The goal of therapy in patients with Kaposi sarcoma is to relieve ocular irritation, mass effect, and disfigurement. Therapy is not curative. If the patient has no ophthalmic complaints, the tumor is usually observed. For AIDS-related Kaposi sarcoma, consider immune reconstitution with triple antiviral medication.^{[20, 21]}

Kaposi sarcoma tends to respond to chemotherapy. Ophthalmologists may want to delegate the use of chemotherapy to a chemotherapist or an oncologist familiar with the use of the agents. If the patient has systemic involvement that requires chemotherapy, the eye lesion often resolves or is reduced markedly after starting this therapy. However, recurrence commonly follows after discontinuation of chemotherapy. If local treatment is indicated, defer for at least 4 weeks after systemic chemotherapy to allow for regression of the lesions.

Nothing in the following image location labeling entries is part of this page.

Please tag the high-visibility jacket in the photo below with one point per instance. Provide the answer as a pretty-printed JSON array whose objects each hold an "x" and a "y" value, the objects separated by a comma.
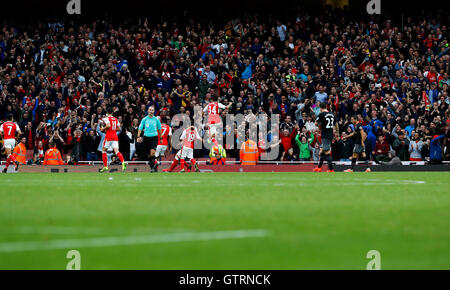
[
  {"x": 217, "y": 150},
  {"x": 53, "y": 157},
  {"x": 19, "y": 153},
  {"x": 249, "y": 153}
]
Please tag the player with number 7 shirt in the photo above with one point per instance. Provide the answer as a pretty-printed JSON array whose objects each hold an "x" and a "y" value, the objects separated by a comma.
[
  {"x": 110, "y": 126},
  {"x": 8, "y": 131}
]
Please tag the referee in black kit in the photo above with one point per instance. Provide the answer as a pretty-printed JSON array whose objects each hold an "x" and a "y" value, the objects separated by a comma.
[{"x": 152, "y": 132}]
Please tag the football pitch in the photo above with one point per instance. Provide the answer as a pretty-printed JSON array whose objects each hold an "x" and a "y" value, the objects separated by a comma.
[{"x": 225, "y": 220}]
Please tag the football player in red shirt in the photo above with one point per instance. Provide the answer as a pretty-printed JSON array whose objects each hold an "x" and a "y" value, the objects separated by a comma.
[
  {"x": 214, "y": 120},
  {"x": 110, "y": 126},
  {"x": 8, "y": 131},
  {"x": 163, "y": 141},
  {"x": 187, "y": 150}
]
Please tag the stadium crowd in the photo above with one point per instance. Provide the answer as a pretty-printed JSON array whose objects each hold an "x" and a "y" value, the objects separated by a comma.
[{"x": 58, "y": 79}]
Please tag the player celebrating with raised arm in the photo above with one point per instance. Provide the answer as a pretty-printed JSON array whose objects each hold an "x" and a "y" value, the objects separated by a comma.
[
  {"x": 110, "y": 126},
  {"x": 359, "y": 149},
  {"x": 8, "y": 131},
  {"x": 327, "y": 123},
  {"x": 151, "y": 126},
  {"x": 214, "y": 120}
]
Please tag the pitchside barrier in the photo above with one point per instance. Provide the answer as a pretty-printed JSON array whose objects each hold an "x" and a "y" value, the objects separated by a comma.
[{"x": 234, "y": 166}]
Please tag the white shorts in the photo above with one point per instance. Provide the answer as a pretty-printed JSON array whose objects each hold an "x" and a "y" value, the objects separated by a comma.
[
  {"x": 110, "y": 145},
  {"x": 9, "y": 143},
  {"x": 160, "y": 150},
  {"x": 185, "y": 152}
]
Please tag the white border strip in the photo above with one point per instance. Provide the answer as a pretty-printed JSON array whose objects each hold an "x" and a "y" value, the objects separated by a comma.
[{"x": 11, "y": 247}]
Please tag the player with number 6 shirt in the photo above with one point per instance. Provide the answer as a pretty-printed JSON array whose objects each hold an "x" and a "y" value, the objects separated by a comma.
[{"x": 327, "y": 124}]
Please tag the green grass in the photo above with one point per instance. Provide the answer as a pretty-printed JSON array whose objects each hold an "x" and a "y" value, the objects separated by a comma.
[{"x": 310, "y": 220}]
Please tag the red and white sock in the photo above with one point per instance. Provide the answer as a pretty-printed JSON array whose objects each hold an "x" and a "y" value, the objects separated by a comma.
[
  {"x": 105, "y": 159},
  {"x": 182, "y": 163},
  {"x": 8, "y": 160},
  {"x": 120, "y": 156},
  {"x": 174, "y": 164}
]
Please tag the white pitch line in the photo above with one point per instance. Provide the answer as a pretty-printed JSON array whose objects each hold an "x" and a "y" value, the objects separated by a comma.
[{"x": 11, "y": 247}]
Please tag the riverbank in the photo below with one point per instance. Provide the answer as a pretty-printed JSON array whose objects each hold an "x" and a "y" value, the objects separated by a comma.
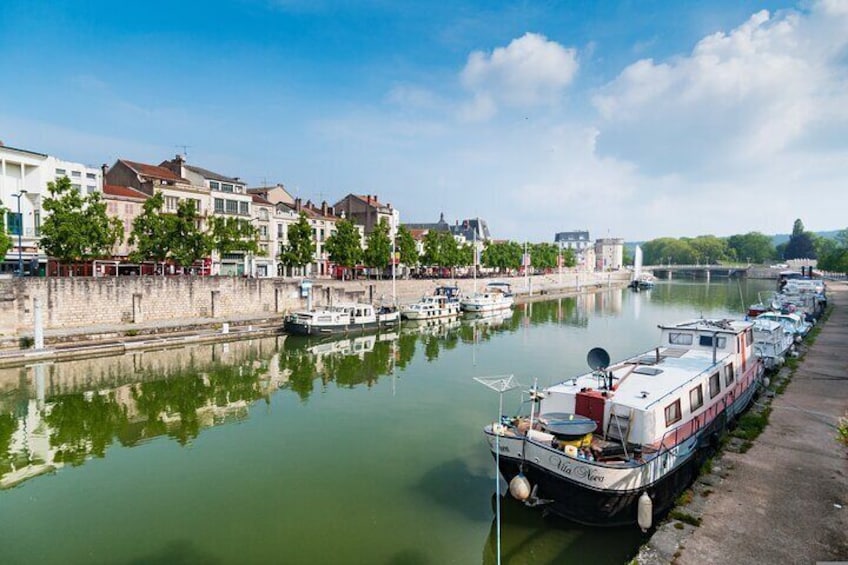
[
  {"x": 103, "y": 339},
  {"x": 784, "y": 499}
]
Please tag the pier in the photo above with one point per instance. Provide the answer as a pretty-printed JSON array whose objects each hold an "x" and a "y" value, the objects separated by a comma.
[{"x": 786, "y": 499}]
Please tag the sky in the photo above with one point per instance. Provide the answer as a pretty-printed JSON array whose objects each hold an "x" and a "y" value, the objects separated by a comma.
[{"x": 628, "y": 119}]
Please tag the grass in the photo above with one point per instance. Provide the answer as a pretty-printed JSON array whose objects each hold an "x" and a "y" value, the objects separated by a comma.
[
  {"x": 842, "y": 430},
  {"x": 752, "y": 424},
  {"x": 685, "y": 517}
]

Conventional Adriamycin, bleomycin sulfate, and vinblastine sulfate (ABV) combination therapy

Doxorubicin hydrochloride (Adriamycin) is administered at 40 mg/m² every 4 weeks or 20 mg/m² every 2-3 weeks.

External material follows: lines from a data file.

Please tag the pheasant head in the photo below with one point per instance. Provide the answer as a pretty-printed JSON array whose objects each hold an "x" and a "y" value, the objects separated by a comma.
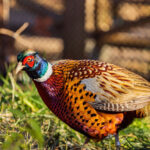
[{"x": 35, "y": 66}]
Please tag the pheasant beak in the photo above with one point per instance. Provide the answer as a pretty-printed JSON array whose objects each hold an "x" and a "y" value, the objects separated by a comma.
[{"x": 19, "y": 67}]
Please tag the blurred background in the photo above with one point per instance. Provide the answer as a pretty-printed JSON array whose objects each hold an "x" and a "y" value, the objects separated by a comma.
[{"x": 115, "y": 31}]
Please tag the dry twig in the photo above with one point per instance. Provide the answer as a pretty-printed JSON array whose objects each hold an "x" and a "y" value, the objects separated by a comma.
[{"x": 16, "y": 35}]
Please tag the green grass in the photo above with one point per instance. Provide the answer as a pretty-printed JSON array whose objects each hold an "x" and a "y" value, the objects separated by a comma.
[{"x": 26, "y": 123}]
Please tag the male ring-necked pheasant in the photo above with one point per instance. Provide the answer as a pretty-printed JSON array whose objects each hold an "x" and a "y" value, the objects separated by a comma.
[{"x": 92, "y": 97}]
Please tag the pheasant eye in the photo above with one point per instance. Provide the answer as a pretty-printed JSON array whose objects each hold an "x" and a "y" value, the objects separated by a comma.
[{"x": 29, "y": 59}]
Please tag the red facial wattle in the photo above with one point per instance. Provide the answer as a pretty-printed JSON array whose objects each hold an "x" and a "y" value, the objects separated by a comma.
[{"x": 29, "y": 60}]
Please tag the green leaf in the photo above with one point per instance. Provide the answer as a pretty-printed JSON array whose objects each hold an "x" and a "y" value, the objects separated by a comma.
[
  {"x": 13, "y": 142},
  {"x": 35, "y": 131}
]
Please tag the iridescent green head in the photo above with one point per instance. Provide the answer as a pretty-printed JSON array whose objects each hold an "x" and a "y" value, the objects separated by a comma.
[{"x": 35, "y": 66}]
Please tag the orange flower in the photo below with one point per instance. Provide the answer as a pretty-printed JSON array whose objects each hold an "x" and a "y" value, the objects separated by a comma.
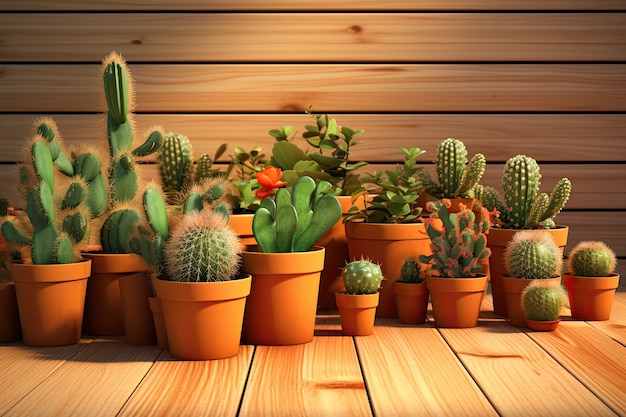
[{"x": 269, "y": 179}]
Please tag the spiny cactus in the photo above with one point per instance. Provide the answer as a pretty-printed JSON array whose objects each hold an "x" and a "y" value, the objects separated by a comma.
[
  {"x": 460, "y": 247},
  {"x": 202, "y": 248},
  {"x": 297, "y": 219},
  {"x": 542, "y": 302},
  {"x": 362, "y": 277},
  {"x": 456, "y": 177},
  {"x": 532, "y": 254},
  {"x": 523, "y": 207},
  {"x": 591, "y": 259}
]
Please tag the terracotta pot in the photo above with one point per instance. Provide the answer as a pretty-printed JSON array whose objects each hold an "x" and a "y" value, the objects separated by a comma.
[
  {"x": 357, "y": 313},
  {"x": 336, "y": 245},
  {"x": 542, "y": 326},
  {"x": 513, "y": 288},
  {"x": 135, "y": 289},
  {"x": 389, "y": 245},
  {"x": 282, "y": 305},
  {"x": 456, "y": 301},
  {"x": 159, "y": 322},
  {"x": 203, "y": 320},
  {"x": 103, "y": 303},
  {"x": 10, "y": 330},
  {"x": 591, "y": 298},
  {"x": 497, "y": 240},
  {"x": 51, "y": 300},
  {"x": 411, "y": 301}
]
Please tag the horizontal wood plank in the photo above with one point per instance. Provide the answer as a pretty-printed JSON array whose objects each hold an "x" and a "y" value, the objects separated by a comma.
[
  {"x": 365, "y": 5},
  {"x": 228, "y": 88},
  {"x": 546, "y": 137},
  {"x": 272, "y": 37}
]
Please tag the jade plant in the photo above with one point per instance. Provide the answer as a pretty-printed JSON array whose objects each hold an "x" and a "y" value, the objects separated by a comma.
[
  {"x": 523, "y": 206},
  {"x": 532, "y": 254},
  {"x": 395, "y": 193},
  {"x": 591, "y": 259},
  {"x": 541, "y": 301},
  {"x": 295, "y": 219},
  {"x": 456, "y": 177},
  {"x": 458, "y": 241},
  {"x": 362, "y": 277}
]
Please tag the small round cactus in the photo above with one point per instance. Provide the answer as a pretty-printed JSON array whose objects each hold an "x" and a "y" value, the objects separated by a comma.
[
  {"x": 362, "y": 277},
  {"x": 591, "y": 259},
  {"x": 202, "y": 248},
  {"x": 533, "y": 254},
  {"x": 542, "y": 302}
]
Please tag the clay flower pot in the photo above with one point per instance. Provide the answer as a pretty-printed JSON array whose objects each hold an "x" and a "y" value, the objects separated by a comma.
[{"x": 357, "y": 312}]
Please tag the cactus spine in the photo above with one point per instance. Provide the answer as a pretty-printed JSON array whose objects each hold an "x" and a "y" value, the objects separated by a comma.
[
  {"x": 362, "y": 277},
  {"x": 591, "y": 259},
  {"x": 532, "y": 254}
]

Bleomycin sulfate is administered at 10 U/m² every 2 weeks.

Vinblastine sulfate 1.4 mg/m² with 2 mg maximum dose every 2 weeks has been recommended with ABV combination therapy. See Medication.

Single-agent therapies

Liposomal daunorubicin (DaunoXome) is administered 40 mg/m² intravenously (IV) every 2 weeks until complete response; the response is comparable to ABV but with less resultant neutropenia.^[22]

Pegylated liposomal doxorubicin (Doxil) is administered at 20 mg/m² every 3 weeks; the response is comparable to ABV or BV but with either lower or similar neutropenia risk.

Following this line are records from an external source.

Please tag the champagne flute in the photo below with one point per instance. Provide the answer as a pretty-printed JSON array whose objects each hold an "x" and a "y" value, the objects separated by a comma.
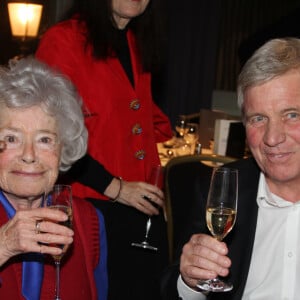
[
  {"x": 221, "y": 209},
  {"x": 156, "y": 178},
  {"x": 60, "y": 198}
]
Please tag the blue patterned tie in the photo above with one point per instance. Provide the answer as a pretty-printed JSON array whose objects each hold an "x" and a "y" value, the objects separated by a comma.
[{"x": 32, "y": 266}]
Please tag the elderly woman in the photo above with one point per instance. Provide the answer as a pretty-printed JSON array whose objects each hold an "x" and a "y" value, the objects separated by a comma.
[{"x": 41, "y": 123}]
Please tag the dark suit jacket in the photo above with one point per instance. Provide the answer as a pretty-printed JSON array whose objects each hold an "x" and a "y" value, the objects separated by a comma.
[{"x": 241, "y": 239}]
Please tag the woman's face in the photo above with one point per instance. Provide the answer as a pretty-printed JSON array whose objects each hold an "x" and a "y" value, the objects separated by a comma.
[
  {"x": 30, "y": 162},
  {"x": 125, "y": 10}
]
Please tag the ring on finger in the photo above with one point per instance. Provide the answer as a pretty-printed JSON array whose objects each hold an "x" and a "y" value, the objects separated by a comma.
[
  {"x": 38, "y": 226},
  {"x": 146, "y": 197}
]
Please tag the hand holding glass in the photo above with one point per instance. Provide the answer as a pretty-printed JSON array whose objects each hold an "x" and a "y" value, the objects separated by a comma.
[
  {"x": 60, "y": 198},
  {"x": 221, "y": 209},
  {"x": 156, "y": 178}
]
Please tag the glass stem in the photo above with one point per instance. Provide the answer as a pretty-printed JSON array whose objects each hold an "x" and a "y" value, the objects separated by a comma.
[
  {"x": 148, "y": 226},
  {"x": 57, "y": 284}
]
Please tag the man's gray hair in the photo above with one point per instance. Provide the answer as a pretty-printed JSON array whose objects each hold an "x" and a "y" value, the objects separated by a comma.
[{"x": 274, "y": 58}]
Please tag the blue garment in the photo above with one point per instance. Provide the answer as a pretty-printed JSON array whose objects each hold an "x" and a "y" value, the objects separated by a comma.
[
  {"x": 32, "y": 266},
  {"x": 100, "y": 272}
]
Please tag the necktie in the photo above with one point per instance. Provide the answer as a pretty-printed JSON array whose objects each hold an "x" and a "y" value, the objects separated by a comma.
[{"x": 32, "y": 266}]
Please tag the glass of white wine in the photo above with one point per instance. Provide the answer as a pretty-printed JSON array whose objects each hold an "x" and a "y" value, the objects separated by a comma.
[
  {"x": 221, "y": 209},
  {"x": 60, "y": 198},
  {"x": 156, "y": 178}
]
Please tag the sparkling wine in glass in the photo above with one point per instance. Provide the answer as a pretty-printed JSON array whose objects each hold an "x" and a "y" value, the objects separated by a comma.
[
  {"x": 156, "y": 178},
  {"x": 221, "y": 209},
  {"x": 60, "y": 198}
]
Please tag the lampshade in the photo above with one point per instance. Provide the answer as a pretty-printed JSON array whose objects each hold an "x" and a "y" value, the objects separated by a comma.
[{"x": 24, "y": 19}]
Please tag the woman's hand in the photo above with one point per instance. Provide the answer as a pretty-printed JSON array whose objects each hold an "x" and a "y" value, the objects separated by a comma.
[
  {"x": 34, "y": 231},
  {"x": 203, "y": 257},
  {"x": 143, "y": 196}
]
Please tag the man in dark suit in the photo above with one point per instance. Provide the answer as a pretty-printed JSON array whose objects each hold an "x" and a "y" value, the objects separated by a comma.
[{"x": 259, "y": 256}]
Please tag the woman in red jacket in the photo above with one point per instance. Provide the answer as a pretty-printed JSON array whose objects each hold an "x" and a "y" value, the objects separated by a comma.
[{"x": 108, "y": 50}]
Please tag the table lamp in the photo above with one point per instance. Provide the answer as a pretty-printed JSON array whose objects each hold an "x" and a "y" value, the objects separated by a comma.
[{"x": 24, "y": 18}]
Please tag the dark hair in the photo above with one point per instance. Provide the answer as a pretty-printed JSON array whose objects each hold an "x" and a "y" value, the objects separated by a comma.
[{"x": 149, "y": 29}]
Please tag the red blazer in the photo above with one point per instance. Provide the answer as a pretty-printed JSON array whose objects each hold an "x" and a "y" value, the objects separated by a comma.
[
  {"x": 78, "y": 265},
  {"x": 123, "y": 122}
]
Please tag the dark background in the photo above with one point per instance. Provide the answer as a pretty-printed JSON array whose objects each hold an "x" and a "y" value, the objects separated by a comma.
[{"x": 208, "y": 41}]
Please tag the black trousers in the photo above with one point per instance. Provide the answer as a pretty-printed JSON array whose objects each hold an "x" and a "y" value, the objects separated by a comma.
[{"x": 134, "y": 273}]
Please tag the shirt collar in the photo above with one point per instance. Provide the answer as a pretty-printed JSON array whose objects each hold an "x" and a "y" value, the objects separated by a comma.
[{"x": 267, "y": 199}]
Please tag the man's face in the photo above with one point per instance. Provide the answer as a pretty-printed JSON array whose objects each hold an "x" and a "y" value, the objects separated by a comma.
[{"x": 272, "y": 113}]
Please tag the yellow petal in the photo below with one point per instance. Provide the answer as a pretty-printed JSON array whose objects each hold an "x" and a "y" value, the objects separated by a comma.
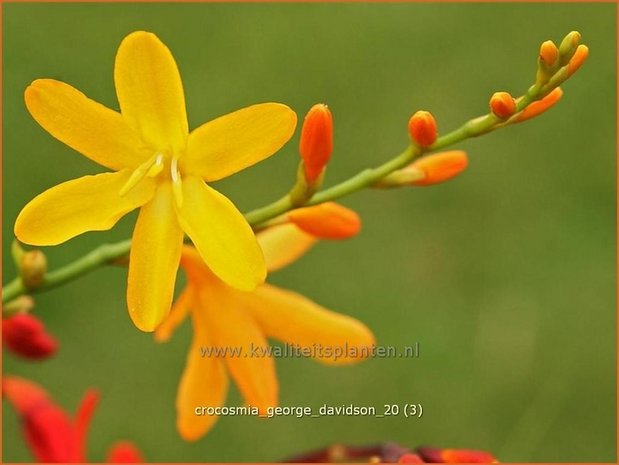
[
  {"x": 221, "y": 234},
  {"x": 238, "y": 140},
  {"x": 90, "y": 203},
  {"x": 230, "y": 326},
  {"x": 153, "y": 262},
  {"x": 283, "y": 244},
  {"x": 90, "y": 128},
  {"x": 150, "y": 92},
  {"x": 294, "y": 319},
  {"x": 178, "y": 313},
  {"x": 204, "y": 384}
]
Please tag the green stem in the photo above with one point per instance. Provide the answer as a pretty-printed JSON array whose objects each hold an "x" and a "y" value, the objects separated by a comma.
[
  {"x": 104, "y": 254},
  {"x": 108, "y": 253}
]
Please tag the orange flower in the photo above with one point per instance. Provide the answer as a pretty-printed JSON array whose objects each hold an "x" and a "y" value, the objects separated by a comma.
[
  {"x": 32, "y": 268},
  {"x": 439, "y": 167},
  {"x": 549, "y": 52},
  {"x": 51, "y": 434},
  {"x": 540, "y": 106},
  {"x": 581, "y": 54},
  {"x": 410, "y": 458},
  {"x": 422, "y": 128},
  {"x": 502, "y": 104},
  {"x": 316, "y": 142},
  {"x": 25, "y": 335},
  {"x": 326, "y": 221},
  {"x": 234, "y": 326},
  {"x": 432, "y": 455}
]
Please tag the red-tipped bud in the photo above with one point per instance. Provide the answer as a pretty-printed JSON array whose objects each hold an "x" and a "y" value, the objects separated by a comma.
[
  {"x": 549, "y": 52},
  {"x": 439, "y": 167},
  {"x": 124, "y": 452},
  {"x": 328, "y": 220},
  {"x": 422, "y": 128},
  {"x": 581, "y": 54},
  {"x": 410, "y": 458},
  {"x": 316, "y": 141},
  {"x": 25, "y": 335},
  {"x": 540, "y": 106},
  {"x": 502, "y": 104}
]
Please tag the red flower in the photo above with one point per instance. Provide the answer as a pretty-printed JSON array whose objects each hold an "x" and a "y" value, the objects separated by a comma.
[
  {"x": 50, "y": 433},
  {"x": 26, "y": 336}
]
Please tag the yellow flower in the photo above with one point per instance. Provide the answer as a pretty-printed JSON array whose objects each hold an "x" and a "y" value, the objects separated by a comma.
[
  {"x": 227, "y": 319},
  {"x": 160, "y": 167}
]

Liposomal anthracyclines have a prolonged half-life when compared with their unencapsulated counterparts.

Alternative therapies

Paclitaxel (Taxol) is administered at 135 mg/m² IV over 3 hours every 3 weeks or a total dose of 100 mg/m² given IV over 3 hours every 2 weeks. All patients should be premedicated with the following 3 medications to prevent hypersensitivity reactions:

Dexamethasone 10 mg orally (PO) 12 hours before treatment
Diphenhydramine 50 mg IV 30 minutes prior to treatment
Cimetidine or ranitidine IV 30 minutes before treatment

If the absolute neutrophil count is greater than 1,000 cells/mcL, then continue with treatments. Reduce the dose of subsequent treatments by 20% if the neutrophil count falls below 500 cells/mcL. See the Absolute Neutrophil Count calculator.

Other chemotherapeutic agents used in Kaposi sarcoma include etoposide (VePesid), dactinomycin (Cosmegen), cisplatin (Platinol), and interferon alfa-n3 (Alferon N).

Intralesional chemotherapy ^[23]

Interferon alfa-2a administered at 0.5 mL of 3 million IU in a subconjunctival injection adjacent to the tumor was reported to be efficacious in a 46-year-old man with AIDS- related conjunctival Kaposi sarcoma.^[24]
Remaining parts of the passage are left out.